Cet article a pour objectif de simplifier et homogénéiser la conduite à tenir en cas de fœtus présentant une microcéphalie de découverte fortuite à l’échographie.

La difficulté de la prise en charge réside sur le fait qu’il n’existe pas, à ce jour, de définition précise de la microcéphalie en anténatal.  En effet, il existe d’une part, plusieurs manières d’exprimer des biométries (Percentile, Zscore, déviation standard, multiple de la médiane) et d’autre part, différents seuils en fonction de la sensibilité, spécificité souhaités par les équipes (5ème Percentile, 3ème Percentile, -2 Zscore, -3 Zscore). Le pronostic neuro-développemental avec le risque de retard mental est clairement corrélé au degré de gravité de la microcéphalie. En effet, en cas de périmètre céphalique entre -3 Zscore et -4 Zscore, le risque de retard mental est d’environ 50 % et de 100% en cas de Zscore inférieur à -4 (1).

En réalisant une synthèse de l’ensemble des données de la littérature, il paraît plus simple et plus précis d’utiliser les déviations standards (DS) ou les Zscores pour caractériser la microcéphalie.

Incidence

Sans définition précise de la microcéphalie, l’incidence de cette anomalie biométrique est difficile à déterminer. En effet, en fonction du seuil utilisé, l’incidence varie. En prenant la définition de la microcéphalie « vrai » qui correspond à un périmètre céphalique inférieur à -3DS (ou -3 Zscore), l’incidence est d’environ 1/10 000 (2)

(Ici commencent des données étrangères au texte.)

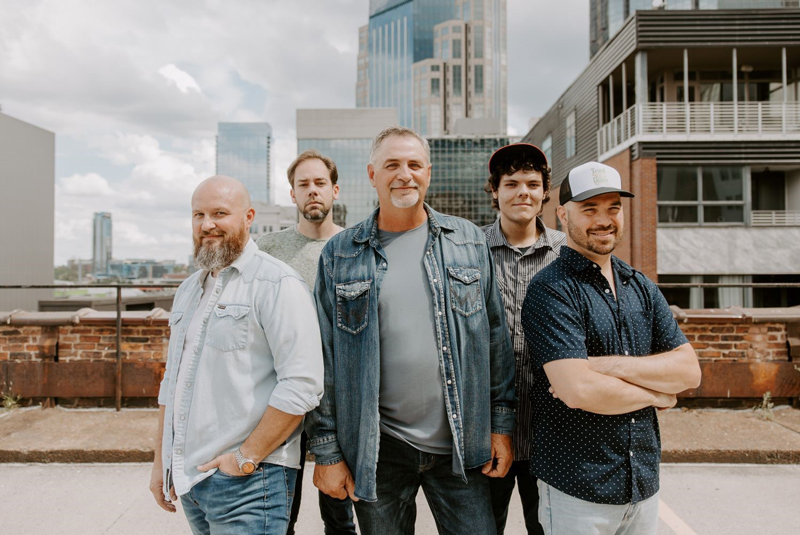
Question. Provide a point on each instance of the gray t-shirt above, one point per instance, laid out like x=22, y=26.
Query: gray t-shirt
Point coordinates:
x=412, y=406
x=300, y=252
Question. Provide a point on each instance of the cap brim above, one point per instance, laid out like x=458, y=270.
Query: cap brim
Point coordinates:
x=532, y=152
x=600, y=191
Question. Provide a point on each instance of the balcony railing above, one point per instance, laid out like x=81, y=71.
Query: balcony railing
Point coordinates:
x=774, y=218
x=699, y=120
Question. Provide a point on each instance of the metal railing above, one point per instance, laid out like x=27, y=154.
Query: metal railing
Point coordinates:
x=119, y=288
x=661, y=120
x=774, y=218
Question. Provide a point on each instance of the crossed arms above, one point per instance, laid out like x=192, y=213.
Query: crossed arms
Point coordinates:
x=619, y=385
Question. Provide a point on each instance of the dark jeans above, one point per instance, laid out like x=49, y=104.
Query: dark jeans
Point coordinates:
x=502, y=488
x=337, y=515
x=457, y=507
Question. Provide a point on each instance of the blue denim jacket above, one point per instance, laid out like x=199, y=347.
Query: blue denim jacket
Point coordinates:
x=474, y=346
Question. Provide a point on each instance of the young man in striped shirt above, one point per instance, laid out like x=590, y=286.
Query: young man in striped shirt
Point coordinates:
x=521, y=245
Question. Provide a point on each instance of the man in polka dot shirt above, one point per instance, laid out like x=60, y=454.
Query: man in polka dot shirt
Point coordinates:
x=607, y=354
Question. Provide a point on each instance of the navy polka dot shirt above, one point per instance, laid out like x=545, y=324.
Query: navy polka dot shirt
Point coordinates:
x=570, y=312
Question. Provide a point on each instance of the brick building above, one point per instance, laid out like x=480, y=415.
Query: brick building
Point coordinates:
x=699, y=111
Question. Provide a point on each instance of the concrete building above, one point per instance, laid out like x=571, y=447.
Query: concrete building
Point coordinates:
x=345, y=136
x=102, y=240
x=244, y=152
x=404, y=32
x=606, y=17
x=466, y=79
x=27, y=206
x=706, y=132
x=272, y=218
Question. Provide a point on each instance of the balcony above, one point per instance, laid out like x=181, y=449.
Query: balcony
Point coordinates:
x=698, y=121
x=774, y=218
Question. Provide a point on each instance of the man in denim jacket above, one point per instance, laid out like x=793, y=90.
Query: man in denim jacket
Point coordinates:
x=419, y=370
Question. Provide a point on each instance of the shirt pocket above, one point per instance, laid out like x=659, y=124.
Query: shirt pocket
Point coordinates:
x=352, y=305
x=465, y=290
x=228, y=327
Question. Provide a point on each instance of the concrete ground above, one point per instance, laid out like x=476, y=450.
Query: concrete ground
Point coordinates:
x=62, y=435
x=113, y=499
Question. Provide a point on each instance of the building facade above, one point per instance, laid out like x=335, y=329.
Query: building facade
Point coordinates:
x=244, y=152
x=345, y=136
x=102, y=239
x=606, y=17
x=706, y=133
x=27, y=207
x=467, y=40
x=272, y=218
x=459, y=173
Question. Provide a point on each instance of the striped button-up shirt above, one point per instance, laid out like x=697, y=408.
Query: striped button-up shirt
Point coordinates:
x=514, y=270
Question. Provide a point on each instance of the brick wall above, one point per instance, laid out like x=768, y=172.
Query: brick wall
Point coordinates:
x=738, y=342
x=85, y=342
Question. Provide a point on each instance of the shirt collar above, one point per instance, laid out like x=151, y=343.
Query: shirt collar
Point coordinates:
x=578, y=263
x=496, y=238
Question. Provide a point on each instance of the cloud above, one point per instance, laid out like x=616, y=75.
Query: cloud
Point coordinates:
x=180, y=79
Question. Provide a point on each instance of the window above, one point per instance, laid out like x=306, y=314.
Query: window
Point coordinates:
x=478, y=42
x=689, y=195
x=456, y=48
x=479, y=80
x=571, y=144
x=547, y=148
x=456, y=80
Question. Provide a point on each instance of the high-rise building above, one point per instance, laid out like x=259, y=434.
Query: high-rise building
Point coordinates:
x=243, y=152
x=606, y=17
x=101, y=243
x=706, y=133
x=345, y=136
x=27, y=206
x=460, y=169
x=401, y=34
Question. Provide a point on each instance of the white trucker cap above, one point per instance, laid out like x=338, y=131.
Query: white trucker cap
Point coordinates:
x=589, y=180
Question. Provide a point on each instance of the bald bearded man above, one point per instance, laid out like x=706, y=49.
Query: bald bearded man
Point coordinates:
x=244, y=366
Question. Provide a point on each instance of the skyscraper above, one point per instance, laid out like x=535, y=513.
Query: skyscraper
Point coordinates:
x=345, y=136
x=243, y=152
x=402, y=33
x=101, y=243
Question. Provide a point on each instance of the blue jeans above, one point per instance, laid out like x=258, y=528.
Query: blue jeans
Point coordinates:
x=457, y=507
x=503, y=487
x=256, y=504
x=562, y=514
x=337, y=515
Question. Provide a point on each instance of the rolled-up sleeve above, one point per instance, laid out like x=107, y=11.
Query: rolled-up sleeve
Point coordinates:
x=292, y=330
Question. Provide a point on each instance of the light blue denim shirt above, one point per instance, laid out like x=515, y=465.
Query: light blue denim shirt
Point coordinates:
x=475, y=354
x=258, y=345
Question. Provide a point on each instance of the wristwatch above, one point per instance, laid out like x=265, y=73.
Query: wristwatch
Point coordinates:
x=248, y=466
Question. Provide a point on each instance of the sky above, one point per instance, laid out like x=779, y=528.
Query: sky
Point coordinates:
x=134, y=90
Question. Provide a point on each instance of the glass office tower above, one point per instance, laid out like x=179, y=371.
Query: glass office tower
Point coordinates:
x=243, y=152
x=101, y=243
x=460, y=170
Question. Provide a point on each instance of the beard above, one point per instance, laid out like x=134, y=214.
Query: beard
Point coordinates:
x=586, y=240
x=316, y=213
x=213, y=257
x=406, y=200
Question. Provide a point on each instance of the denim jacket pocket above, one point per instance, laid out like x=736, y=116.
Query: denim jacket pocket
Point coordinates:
x=465, y=290
x=352, y=304
x=228, y=327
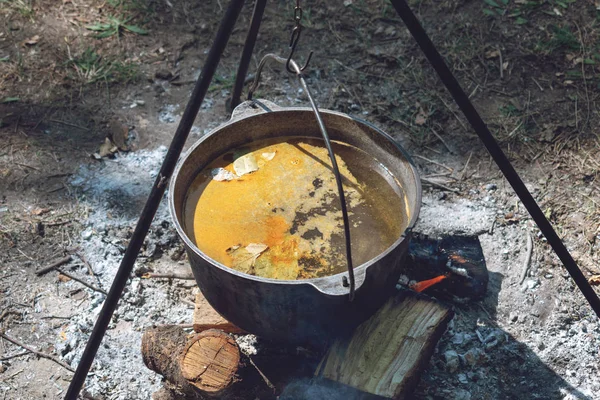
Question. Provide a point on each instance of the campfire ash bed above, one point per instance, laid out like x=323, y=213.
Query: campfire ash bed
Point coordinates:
x=378, y=337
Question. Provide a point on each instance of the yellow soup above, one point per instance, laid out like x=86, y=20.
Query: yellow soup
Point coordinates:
x=272, y=209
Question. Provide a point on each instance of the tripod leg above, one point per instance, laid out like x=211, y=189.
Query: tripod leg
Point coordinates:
x=156, y=194
x=465, y=105
x=257, y=15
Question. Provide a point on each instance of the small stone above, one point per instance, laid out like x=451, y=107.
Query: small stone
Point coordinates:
x=541, y=345
x=532, y=283
x=462, y=394
x=474, y=357
x=452, y=361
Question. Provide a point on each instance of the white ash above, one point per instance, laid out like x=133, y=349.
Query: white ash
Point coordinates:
x=247, y=344
x=540, y=343
x=115, y=191
x=438, y=218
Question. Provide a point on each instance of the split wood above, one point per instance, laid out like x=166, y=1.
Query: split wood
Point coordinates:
x=168, y=276
x=434, y=162
x=82, y=281
x=434, y=183
x=527, y=259
x=36, y=352
x=52, y=266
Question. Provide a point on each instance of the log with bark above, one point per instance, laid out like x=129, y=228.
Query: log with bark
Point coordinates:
x=195, y=366
x=386, y=354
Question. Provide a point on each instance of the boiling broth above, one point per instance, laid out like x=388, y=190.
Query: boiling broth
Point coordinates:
x=272, y=208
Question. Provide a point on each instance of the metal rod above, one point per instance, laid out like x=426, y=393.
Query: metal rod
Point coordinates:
x=469, y=111
x=257, y=14
x=338, y=178
x=156, y=194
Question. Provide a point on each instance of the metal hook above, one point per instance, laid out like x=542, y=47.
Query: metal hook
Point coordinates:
x=293, y=43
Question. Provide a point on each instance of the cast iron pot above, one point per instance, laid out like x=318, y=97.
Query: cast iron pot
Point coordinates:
x=301, y=311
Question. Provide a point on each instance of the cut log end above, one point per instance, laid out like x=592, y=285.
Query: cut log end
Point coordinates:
x=210, y=361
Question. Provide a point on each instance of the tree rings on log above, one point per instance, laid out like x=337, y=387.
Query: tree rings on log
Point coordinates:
x=210, y=361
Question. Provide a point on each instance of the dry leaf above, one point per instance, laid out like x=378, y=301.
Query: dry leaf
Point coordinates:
x=244, y=258
x=245, y=164
x=594, y=280
x=221, y=174
x=31, y=41
x=256, y=248
x=268, y=156
x=420, y=120
x=492, y=54
x=119, y=133
x=39, y=211
x=107, y=148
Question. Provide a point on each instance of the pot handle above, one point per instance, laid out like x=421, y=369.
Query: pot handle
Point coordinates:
x=338, y=285
x=253, y=107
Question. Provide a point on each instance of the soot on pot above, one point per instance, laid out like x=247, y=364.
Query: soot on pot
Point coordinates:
x=271, y=208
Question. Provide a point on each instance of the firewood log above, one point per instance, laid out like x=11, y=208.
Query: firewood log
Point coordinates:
x=196, y=366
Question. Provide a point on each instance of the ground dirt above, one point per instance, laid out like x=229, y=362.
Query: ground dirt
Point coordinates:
x=530, y=67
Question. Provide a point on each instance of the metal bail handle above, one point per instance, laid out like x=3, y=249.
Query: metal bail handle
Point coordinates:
x=338, y=178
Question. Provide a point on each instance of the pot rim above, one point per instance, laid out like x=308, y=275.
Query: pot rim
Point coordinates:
x=318, y=283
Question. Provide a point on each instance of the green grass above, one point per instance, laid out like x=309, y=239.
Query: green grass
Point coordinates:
x=21, y=7
x=222, y=82
x=115, y=26
x=561, y=39
x=90, y=67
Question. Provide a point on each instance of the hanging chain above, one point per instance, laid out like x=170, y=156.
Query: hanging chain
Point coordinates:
x=295, y=37
x=297, y=16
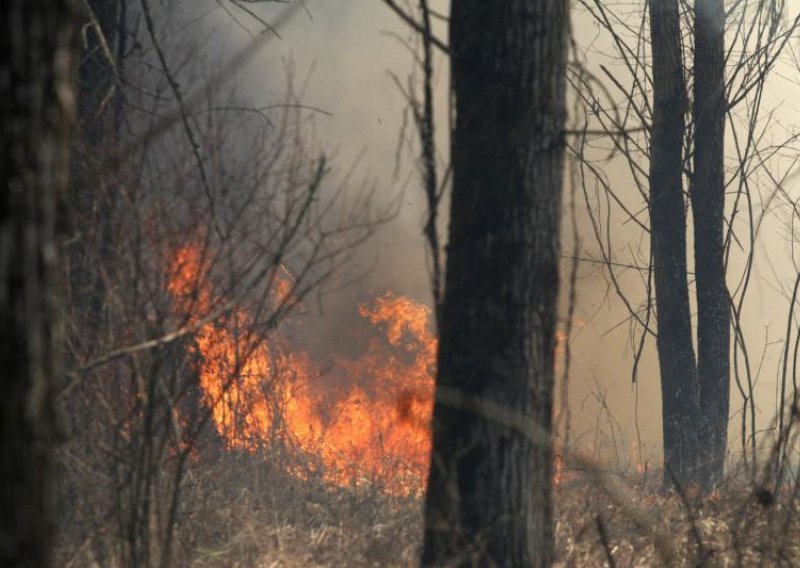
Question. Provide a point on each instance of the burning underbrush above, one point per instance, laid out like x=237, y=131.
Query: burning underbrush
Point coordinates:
x=351, y=421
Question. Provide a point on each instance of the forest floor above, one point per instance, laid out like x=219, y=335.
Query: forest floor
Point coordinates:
x=735, y=527
x=243, y=517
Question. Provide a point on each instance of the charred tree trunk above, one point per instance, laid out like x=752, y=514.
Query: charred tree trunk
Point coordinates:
x=489, y=492
x=708, y=207
x=680, y=396
x=34, y=81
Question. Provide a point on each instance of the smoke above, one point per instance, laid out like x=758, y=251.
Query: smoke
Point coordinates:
x=348, y=63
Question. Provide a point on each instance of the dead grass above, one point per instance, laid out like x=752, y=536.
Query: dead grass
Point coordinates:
x=243, y=512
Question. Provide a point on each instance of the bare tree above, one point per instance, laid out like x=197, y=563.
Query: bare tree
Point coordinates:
x=489, y=493
x=36, y=95
x=707, y=194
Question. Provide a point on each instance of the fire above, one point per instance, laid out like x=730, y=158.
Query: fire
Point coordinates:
x=369, y=427
x=355, y=421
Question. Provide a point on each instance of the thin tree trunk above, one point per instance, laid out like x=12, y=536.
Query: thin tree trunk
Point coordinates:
x=35, y=97
x=708, y=206
x=680, y=397
x=489, y=492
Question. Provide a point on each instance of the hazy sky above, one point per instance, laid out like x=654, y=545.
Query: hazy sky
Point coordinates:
x=345, y=54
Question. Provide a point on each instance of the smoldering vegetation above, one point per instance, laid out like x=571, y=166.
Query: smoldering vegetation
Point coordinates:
x=244, y=388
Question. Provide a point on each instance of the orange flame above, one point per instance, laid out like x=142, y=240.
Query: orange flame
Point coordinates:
x=374, y=430
x=262, y=393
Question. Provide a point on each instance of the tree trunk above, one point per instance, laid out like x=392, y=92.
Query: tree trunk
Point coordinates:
x=35, y=68
x=708, y=206
x=680, y=396
x=489, y=492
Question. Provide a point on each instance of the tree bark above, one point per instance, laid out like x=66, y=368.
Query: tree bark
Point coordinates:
x=489, y=491
x=35, y=101
x=679, y=389
x=708, y=207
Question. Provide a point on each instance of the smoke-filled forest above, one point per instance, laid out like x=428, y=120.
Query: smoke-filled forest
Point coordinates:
x=297, y=283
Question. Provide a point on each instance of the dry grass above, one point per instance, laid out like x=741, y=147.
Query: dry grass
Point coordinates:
x=240, y=511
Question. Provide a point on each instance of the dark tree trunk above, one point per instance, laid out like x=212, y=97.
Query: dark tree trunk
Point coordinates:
x=680, y=396
x=35, y=96
x=708, y=207
x=489, y=492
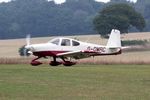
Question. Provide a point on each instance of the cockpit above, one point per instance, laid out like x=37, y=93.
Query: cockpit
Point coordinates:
x=64, y=42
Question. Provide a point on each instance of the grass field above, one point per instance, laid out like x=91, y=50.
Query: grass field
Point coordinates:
x=81, y=82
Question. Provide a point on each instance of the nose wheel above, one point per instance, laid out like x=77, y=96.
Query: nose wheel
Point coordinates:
x=35, y=63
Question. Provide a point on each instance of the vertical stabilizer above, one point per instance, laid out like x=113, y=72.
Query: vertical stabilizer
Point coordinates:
x=114, y=39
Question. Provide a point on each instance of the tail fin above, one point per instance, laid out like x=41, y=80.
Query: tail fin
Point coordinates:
x=114, y=39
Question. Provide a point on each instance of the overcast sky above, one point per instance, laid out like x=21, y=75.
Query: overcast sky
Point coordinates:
x=61, y=1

Rappel sur les Zscore – Déviation standard – Percentile (Figure 1)

  1. Percentile : Méthode la plus utilisée actuellement.
    Elle permet de savoir quel pourcentage de la population à une valeur inferieure à celle mesurée. Le problème, de cette méthode, est l’approximation pour les mesures extrêmes (< 3ème percentile)
     
  2. Zscore et Déviation standard : Exprime l’écart par rapport à la valeur moyenne.
    Il s’agit de la méthode recommandée par l’OMS avec une équivalence entre Zscore et DS. En effet, -2DS équivaut à -2Zscore. Ceci permet de calculer les percentiles avec précision.

 

En cas de microcéphalie de découverte fortuite à l’échographie de dépistage, il convient de vérifier systématiquement 2 conditions préalables :

  1. Erreur de la datation de la grossesse : Faux positif
    En cas de microcéphalie fœtale, il est recommander de contrôler systématique si l’on est confronté à une erreur de datation du terme de la grossesse.
    Dans ce cas de figure, vérifier la mesure de la longueur cranio-caudale lors de l’échographie de datation ou de l’échographie du 1er trimestre.
     
  2. Technique de mesure du périmètre céphalique (3, 4)
    Standard biométrique établi par le collège Français d’Echographie Fœtal (CFEF) et l’INSERM
    La mesure du périmètre céphalique doit être rigoureuse et la coupe du pôle céphalique doit répondre à des critères de qualités bien précis (Figure 2).

Le plan de mesure doit être symétrique sur une coupe axiale du pôle céphalique.

Le plan passe par les thalami, la cavité du septum pellucidum et dans la partie postérieure, le cervelet ne doit pas être visible.

La taille de l’image doit être supérieur à la moitié de l’image échographique.

Les calipers doivent être correctement placés au milieu des tables osseuses proximale et distale.

Classification des microcéphalies (Figure 3)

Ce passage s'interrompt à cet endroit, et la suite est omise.